- Coat of arms Map of the San Rafael commune in the Maule Region San Rafael Location in Chile
- Coordinates (town): 35°19′S 71°32′W﻿ / ﻿35.317°S 71.533°W
- Country: Chile
- Region: Maule
- Province: Talca

Government
- • Type: Municipality
- • Alcaldesa: CLAUDIA ALEJANDRA DIAZ BRAVO

Area
- • Total: 263.5 km^{2} (101.7 sq mi)
- Elevation: 127 m (417 ft)

Population (2012 Census)
- • Total: 7,964
- • Density: 30.22/km^{2} (78.28/sq mi)
- • Urban: 3,482
- • Rural: 4,192

Sex
- • Men: 3,903
- • Women: 3,771
- Time zone: UTC-4 (CLT)
- • Summer (DST): UTC-3 (CLST)
- Area code: 56 + 71
- Website: Municipality of San Rafael

= San Rafael, Chile =

San Rafael is a town and commune of the Talca Province in the Maule Region of Chile. The town serves as the communal capital.

==Demographics==
According to the 2002 census of the National Statistics Institute, San Rafael spans an area of 263.5 sqkm and has 7,674 inhabitants (3,903 men and 3,771 women). Of these, 3,482 (45.4%) lived in urban areas and 4,192 (54.6%) in rural areas. The population grew by 6.5% (465 persons) between the 1992 and 2002 censuses.

==Administration==
As a commune, San Rafael is a third-level administrative division of Chile administered by a municipal council, headed by an alcalde who is directly elected every four years. The 2008-2012 alcaldesa is Claudia Alejandra Diaz Bravo. (UDI)

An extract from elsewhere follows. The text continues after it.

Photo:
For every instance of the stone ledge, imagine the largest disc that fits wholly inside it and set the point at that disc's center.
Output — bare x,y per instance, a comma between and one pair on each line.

Within the electoral divisions of Chile, San Rafael is represented in the Chamber of Deputies by Pablo Lorenzini (PDC) and Pedro Pablo Alvarez-Salamanca (UDI) as part of the 38th electoral district, together with Curepto, Constitución, Empedrado, Pencahue, Maule, San Clemente, Pelarco and Río Claro. The commune is represented in the Senate by Juan Antonio Coloma Correa (UDI) and Andrés Zaldívar Larraín (PDC) as part of the 10th senatorial constituency (Maule-North).